2019 Tillman Scholar
As a young 19-year-old, Jeremy put his education and collegiate running career on hold to serve in Chile for two years as a missionary. Each day, Jeremy gave meaningful service, comforted people in their pain and despair, shared faith-based messages and gained an appreciation for humanity and the goodness that comes from sacrificing his interests to benefit others.
Those formative experiences inspired Jeremy’s decision to become a social worker and eventually commission as an officer in the United States Army. After serving honorably for six years in a special operations unit and the conventional Army, Jeremy separated from active military service to become a physician and provide medical care to vulnerable populations. During his first semester of medical school, he experienced unexplained neurological symptoms later diagnosed as Lou Gehrig’s disease, or ALS, a rare progressive neurodegenerative disease caused by his military service.

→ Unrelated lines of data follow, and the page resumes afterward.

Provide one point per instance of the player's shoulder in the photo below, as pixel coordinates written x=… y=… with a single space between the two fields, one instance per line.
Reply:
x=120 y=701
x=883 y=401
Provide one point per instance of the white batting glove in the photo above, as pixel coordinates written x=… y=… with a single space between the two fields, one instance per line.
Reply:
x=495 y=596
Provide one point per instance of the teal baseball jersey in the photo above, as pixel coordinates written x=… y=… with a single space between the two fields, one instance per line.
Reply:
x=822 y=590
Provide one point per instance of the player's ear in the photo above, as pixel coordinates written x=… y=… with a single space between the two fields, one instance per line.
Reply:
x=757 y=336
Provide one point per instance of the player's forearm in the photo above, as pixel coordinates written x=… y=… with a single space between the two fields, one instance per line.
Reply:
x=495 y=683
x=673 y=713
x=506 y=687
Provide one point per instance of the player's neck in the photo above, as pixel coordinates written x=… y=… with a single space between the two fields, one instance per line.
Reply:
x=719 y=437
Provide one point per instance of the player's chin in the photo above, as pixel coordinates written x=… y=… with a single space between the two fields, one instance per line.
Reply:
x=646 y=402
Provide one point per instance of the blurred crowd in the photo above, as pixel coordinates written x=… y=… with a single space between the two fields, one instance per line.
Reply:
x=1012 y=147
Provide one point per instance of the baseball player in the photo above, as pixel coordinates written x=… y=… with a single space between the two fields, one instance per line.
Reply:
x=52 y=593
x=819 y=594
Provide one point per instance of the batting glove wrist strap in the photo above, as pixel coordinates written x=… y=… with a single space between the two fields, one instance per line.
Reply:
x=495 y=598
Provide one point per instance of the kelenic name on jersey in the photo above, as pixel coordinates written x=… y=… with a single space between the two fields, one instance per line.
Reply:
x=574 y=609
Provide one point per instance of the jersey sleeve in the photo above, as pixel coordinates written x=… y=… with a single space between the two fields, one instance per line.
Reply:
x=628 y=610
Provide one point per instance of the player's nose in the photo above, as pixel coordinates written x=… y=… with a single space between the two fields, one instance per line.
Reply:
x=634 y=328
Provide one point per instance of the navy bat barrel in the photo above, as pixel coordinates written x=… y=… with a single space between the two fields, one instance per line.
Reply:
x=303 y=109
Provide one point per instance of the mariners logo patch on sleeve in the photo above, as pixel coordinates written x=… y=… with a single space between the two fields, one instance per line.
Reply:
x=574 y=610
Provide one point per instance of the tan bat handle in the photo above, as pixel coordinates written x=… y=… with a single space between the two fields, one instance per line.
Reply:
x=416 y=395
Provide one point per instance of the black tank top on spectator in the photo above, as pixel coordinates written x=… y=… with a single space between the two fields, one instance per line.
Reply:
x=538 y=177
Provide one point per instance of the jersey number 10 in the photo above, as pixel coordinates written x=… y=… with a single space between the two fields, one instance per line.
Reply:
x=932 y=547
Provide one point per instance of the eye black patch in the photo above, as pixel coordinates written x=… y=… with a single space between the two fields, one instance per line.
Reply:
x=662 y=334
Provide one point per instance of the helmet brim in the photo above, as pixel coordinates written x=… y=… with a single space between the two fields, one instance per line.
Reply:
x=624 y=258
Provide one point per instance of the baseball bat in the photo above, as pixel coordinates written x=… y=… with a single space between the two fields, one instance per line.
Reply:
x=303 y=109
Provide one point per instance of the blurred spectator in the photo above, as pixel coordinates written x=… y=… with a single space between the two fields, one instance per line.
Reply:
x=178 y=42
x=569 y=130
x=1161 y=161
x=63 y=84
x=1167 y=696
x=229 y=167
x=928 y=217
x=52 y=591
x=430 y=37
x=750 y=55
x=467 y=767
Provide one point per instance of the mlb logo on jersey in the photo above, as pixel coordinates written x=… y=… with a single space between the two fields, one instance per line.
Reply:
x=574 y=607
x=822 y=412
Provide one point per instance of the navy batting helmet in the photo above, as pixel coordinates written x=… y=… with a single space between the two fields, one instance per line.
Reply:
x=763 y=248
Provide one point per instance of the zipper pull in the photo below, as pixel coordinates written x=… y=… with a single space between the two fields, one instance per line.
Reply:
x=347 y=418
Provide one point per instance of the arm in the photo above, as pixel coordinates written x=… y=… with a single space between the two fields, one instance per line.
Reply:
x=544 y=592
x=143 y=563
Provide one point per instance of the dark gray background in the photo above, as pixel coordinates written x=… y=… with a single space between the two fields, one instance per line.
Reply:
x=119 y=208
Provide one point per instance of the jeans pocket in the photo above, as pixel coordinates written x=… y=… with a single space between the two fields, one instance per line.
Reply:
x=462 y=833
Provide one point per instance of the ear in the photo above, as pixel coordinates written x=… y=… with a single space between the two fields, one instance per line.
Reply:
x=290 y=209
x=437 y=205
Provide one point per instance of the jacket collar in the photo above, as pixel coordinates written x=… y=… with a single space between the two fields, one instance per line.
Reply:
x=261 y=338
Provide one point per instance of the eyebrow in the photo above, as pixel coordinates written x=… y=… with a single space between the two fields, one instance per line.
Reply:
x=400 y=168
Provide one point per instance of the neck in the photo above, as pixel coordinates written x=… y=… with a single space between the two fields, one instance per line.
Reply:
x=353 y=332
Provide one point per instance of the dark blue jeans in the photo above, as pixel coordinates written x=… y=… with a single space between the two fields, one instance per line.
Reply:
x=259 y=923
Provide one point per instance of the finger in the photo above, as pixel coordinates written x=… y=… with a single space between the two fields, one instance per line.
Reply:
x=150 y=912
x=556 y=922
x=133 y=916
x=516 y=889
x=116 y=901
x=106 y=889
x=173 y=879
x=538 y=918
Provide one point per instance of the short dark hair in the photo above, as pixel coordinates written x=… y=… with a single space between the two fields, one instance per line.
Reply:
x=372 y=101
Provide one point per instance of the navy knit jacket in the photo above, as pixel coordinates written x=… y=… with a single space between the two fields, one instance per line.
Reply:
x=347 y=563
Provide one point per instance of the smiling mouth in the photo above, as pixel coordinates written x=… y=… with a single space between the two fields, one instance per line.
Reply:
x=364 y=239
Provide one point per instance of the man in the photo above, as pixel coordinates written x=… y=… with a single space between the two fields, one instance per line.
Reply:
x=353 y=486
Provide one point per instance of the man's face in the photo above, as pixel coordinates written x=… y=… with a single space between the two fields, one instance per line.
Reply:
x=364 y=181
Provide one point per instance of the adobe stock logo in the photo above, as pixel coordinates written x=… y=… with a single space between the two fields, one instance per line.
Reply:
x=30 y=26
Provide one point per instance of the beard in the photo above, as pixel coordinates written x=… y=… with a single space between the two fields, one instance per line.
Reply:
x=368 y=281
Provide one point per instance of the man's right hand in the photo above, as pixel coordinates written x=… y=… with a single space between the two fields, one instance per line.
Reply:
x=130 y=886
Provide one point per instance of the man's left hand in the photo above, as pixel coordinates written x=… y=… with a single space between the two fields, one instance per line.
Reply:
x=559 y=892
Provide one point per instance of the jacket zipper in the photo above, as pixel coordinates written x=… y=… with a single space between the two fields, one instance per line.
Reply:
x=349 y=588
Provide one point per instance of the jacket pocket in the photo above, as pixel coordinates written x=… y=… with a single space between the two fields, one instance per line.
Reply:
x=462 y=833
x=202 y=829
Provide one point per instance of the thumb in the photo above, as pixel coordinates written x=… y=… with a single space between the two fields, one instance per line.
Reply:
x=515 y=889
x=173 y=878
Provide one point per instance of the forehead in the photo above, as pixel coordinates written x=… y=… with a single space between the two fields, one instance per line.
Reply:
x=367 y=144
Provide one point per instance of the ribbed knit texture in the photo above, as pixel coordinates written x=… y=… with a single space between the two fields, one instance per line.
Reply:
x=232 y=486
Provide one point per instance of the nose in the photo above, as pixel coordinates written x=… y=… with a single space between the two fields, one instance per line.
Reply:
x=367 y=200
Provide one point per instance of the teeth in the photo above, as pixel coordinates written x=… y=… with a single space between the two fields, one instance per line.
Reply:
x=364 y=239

Although his body continues to deteriorate, Jeremy’s motivation to serve and learn transcends his physical limitations. Now, as a doctoral student with ALS, like Stephen Hawking before him, Jeremy intends to make groundbreaking contributions to his field. He will commence a long overdue evidence-based strategy to help ALS patients cope and thrive while living with the biopsychosocial challenges associated with the disease. In addition to conducting resilience research with ALS patients, and after attaining a Ph.D. in Social Work, Jeremy plans to teach, advocate to bolster public assistance programs on behalf of ALS patients, establish a fully accessible online ALS counseling program and launch a nonprofit social research firm.